What a beautiful and soulful face, gorgeous.


----------



## Fleur (Jul 19, 2008)

Cute girl - love those ears.


----------



## pommum (Jun 16, 2008)

Hey Paula,
I didn't realise you had got a new pup. He's a stunner, have you any uptodate pics of the others please I haven't seen them in a long time.

take care

Sarah


----------



## Lozzy8218 (Dec 3, 2008)

Hi, love your puppy!! So cute. Love your signature pic too -love Jared Leto and 30 Seconds to Mars.


----------



## momentofmadness (Jul 19, 2008)

How cute.. My first thought look at those ears.. they are longer than Weimy pups ears..

Please excuse my ignorance but what breed is he?


----------



## andrea 35 (Nov 22, 2007)

stunning little griff


----------



## griffpan (Feb 2, 2008)

pommum said:


> Hey Paula,
> I didn't realise you had got a new pup. He's a stunner, have you any uptodate pics of the others please I haven't seen them in a long time.
> take care
> Sarah


Hiya Sarah, aww we're gluttons for punishment and one more doesn't make that much difference to our mad lot anyway 
I'll root out some recent mugshots of the others for you 



Lozzy8218 said:


> Hi, love your puppy!! So cute. Love your signature pic too -love Jared Leto and 30 Seconds to Mars.


Thanks!
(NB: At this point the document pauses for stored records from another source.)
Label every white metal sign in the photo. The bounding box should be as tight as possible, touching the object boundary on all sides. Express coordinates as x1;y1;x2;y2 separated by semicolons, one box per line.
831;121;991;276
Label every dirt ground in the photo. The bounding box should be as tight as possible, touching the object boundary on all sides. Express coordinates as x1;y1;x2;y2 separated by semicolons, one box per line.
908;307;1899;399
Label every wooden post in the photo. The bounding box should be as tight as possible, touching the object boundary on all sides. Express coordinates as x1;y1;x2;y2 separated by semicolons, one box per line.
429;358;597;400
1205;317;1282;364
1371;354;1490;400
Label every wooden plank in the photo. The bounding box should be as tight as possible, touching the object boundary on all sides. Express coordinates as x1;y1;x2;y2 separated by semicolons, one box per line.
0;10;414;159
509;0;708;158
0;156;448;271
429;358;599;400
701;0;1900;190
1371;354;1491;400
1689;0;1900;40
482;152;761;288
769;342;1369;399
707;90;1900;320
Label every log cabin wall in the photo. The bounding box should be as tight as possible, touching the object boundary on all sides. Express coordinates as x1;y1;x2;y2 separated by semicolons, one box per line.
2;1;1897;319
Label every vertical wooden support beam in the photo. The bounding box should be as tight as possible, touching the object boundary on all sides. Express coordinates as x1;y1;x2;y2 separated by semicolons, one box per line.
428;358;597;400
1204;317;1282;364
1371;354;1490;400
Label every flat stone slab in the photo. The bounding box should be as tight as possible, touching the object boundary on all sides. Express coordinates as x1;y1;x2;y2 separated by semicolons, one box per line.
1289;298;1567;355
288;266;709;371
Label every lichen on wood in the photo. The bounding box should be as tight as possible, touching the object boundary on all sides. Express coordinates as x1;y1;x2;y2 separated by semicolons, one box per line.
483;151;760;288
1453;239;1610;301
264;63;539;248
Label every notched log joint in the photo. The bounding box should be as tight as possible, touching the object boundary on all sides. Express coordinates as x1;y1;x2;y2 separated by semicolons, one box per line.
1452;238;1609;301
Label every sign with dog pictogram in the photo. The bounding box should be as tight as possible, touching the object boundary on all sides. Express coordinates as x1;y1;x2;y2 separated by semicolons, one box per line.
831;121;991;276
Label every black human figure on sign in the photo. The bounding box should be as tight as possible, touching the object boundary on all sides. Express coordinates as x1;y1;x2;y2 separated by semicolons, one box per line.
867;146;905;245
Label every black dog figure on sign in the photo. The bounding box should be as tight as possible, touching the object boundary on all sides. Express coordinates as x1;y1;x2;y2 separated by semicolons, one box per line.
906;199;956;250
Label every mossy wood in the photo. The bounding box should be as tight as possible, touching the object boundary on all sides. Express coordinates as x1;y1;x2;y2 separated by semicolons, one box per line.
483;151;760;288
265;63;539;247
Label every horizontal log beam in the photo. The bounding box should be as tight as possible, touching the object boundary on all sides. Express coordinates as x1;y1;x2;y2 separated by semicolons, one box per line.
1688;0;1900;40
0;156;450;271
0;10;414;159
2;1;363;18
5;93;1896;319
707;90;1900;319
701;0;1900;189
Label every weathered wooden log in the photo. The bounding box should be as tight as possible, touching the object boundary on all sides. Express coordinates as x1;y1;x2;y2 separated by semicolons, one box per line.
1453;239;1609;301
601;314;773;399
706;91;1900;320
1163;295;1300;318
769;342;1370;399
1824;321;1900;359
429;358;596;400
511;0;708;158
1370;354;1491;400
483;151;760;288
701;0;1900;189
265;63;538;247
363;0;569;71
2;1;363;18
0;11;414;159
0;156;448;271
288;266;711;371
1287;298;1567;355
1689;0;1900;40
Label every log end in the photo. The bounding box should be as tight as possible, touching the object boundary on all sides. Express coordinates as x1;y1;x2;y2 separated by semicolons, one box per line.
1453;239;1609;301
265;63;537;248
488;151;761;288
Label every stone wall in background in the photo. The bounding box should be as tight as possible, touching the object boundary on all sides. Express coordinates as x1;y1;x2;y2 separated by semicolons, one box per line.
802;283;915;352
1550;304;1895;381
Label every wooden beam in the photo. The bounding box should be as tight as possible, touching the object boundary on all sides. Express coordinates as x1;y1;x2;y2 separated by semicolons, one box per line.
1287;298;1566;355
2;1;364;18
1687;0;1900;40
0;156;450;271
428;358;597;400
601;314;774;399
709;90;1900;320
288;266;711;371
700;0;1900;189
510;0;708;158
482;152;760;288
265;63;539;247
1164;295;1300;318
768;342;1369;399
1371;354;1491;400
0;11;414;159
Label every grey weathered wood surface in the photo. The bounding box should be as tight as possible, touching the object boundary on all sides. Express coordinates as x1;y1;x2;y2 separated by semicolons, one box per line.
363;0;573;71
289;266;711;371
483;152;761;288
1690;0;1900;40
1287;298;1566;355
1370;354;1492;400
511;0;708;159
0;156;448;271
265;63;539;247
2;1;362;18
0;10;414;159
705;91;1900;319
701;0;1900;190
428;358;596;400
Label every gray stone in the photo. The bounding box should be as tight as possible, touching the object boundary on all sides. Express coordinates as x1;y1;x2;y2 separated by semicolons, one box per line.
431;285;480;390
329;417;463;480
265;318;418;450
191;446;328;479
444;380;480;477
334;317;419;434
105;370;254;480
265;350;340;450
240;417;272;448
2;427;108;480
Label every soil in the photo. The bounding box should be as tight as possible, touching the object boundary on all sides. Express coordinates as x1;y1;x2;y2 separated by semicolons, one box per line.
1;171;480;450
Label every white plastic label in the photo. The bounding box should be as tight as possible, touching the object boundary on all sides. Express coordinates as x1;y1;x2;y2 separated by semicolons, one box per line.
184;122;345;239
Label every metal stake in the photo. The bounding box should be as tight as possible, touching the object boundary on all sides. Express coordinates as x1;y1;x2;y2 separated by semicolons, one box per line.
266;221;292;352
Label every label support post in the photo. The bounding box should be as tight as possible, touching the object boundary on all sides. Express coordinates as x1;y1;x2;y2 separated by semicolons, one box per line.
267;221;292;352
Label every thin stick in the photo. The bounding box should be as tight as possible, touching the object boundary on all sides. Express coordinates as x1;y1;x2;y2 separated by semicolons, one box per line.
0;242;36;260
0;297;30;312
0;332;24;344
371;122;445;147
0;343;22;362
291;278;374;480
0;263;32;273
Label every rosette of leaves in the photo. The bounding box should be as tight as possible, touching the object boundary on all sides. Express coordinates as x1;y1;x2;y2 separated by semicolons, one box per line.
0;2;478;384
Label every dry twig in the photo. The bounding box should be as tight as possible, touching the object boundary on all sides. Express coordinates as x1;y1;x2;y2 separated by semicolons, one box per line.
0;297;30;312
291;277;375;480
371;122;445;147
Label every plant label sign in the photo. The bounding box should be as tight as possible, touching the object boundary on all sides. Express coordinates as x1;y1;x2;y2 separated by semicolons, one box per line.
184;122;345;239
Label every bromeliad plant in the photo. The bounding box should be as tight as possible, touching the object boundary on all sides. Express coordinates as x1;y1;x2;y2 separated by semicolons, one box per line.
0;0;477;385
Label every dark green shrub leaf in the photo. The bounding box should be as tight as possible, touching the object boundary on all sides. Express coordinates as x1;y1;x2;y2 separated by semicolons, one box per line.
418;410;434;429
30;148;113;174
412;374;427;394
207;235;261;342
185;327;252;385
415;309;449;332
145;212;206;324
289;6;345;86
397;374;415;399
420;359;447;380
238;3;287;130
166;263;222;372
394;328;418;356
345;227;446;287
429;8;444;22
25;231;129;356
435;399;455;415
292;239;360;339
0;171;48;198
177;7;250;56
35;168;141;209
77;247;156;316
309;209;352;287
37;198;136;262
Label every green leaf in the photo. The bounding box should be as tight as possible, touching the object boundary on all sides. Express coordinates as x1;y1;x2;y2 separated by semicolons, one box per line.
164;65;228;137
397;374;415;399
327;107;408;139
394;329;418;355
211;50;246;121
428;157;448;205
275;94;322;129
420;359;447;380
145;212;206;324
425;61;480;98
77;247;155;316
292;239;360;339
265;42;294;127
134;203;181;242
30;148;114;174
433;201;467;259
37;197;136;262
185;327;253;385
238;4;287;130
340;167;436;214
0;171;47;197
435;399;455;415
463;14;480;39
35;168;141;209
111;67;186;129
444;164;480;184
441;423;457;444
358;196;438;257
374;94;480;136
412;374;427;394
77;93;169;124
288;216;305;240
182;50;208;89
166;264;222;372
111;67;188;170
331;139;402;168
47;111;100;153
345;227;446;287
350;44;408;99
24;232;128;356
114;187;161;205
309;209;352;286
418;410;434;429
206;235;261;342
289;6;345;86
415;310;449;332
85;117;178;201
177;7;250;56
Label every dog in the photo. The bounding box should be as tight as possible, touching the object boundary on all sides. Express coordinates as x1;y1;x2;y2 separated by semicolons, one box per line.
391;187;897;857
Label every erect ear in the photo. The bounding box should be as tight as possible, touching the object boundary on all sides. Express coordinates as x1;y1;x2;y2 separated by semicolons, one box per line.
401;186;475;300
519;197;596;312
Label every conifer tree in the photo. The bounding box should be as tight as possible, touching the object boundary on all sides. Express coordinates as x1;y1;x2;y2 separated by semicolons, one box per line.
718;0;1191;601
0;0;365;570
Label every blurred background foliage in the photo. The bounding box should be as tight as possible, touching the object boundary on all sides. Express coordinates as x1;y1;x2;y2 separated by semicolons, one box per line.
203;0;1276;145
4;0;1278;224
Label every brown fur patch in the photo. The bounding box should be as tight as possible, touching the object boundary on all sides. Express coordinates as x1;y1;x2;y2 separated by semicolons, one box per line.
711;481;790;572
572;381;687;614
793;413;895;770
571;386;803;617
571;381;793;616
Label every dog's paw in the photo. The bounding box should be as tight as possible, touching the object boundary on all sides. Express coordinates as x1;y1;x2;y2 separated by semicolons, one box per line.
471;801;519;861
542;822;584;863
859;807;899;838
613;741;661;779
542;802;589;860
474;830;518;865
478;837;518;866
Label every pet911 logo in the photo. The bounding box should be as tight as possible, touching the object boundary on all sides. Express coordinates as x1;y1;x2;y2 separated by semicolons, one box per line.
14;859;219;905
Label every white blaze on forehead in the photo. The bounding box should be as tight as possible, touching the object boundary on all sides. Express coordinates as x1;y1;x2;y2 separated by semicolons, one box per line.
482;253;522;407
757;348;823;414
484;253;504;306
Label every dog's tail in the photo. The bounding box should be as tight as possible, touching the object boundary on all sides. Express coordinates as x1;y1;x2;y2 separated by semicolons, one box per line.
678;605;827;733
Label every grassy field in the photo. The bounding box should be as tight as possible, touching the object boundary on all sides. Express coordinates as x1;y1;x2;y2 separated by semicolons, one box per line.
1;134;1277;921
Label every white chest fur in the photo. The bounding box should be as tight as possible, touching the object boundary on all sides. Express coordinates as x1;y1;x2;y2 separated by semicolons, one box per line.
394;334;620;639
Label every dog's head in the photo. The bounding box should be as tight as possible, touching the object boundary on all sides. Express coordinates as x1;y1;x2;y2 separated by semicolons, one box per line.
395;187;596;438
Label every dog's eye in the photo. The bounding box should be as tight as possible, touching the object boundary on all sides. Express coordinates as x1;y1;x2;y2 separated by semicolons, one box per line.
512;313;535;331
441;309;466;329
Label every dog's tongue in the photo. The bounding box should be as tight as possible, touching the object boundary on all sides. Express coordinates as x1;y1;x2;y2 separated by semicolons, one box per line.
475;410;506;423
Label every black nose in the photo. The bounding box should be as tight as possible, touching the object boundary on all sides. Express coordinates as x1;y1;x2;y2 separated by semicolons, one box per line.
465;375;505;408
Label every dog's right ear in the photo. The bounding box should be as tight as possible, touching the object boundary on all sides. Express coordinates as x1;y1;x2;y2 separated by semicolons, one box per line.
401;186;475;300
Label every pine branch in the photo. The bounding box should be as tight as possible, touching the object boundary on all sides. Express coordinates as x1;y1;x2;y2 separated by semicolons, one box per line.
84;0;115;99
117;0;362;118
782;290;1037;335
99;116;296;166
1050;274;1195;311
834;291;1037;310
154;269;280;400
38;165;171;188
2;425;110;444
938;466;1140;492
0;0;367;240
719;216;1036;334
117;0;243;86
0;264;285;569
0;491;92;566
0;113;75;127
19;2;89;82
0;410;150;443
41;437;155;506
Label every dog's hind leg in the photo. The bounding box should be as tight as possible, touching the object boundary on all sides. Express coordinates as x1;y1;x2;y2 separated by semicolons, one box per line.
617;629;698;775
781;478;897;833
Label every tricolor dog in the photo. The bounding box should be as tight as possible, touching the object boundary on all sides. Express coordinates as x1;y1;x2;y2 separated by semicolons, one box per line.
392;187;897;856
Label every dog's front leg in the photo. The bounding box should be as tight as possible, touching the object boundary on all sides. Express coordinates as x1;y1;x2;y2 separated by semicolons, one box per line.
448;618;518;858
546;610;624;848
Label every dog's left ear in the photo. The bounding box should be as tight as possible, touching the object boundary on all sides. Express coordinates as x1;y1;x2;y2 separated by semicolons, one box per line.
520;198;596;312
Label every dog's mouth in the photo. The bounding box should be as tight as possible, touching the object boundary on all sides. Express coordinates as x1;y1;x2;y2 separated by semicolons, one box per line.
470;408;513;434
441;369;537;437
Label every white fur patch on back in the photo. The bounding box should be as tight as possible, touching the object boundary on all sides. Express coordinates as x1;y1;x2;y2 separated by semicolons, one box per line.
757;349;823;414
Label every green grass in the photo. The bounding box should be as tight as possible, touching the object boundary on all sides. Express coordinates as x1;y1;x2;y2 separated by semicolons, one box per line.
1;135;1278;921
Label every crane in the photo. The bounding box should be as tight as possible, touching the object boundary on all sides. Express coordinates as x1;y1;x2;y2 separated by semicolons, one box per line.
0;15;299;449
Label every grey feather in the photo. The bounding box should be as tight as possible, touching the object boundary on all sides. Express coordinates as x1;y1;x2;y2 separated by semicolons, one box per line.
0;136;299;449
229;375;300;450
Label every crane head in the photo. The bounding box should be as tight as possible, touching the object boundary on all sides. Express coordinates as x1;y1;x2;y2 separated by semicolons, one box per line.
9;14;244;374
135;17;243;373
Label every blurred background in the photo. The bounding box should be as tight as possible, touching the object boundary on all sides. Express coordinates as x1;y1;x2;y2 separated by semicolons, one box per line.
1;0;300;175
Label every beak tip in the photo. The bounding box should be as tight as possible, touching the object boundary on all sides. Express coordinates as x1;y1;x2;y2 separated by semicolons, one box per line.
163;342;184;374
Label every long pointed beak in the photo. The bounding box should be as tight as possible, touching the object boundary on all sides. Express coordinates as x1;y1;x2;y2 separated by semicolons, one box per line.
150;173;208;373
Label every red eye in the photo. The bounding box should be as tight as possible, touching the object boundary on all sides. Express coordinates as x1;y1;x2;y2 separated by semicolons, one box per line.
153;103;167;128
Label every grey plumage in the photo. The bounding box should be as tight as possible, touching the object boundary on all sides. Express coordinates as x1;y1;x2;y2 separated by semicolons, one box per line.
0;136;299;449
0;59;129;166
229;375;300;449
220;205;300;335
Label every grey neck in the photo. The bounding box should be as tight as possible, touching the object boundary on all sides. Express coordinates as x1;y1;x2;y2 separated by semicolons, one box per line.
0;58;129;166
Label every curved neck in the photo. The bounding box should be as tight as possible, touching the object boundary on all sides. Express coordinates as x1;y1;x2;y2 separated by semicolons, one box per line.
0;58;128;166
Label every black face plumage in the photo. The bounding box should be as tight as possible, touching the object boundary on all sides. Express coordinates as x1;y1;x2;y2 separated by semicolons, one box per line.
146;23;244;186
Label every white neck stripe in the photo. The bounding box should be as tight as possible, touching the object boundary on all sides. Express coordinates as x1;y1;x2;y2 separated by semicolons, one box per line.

Ditto to 30STM 



momentofmadness said:


> How cute.. My first thought look at those ears.. they are longer than Weimy pups ears..
> Please excuse my ignorance but what breed is he?


Their ears are gorgeous (well we think so ) Jesse's got the longest ears out of all ours i think. He's a Grand Basset Griffon Vendeen, but known to us by many unprintable names


----------



## KarenHSmith (Apr 20, 2008)

Aw soo soo cute!!


----------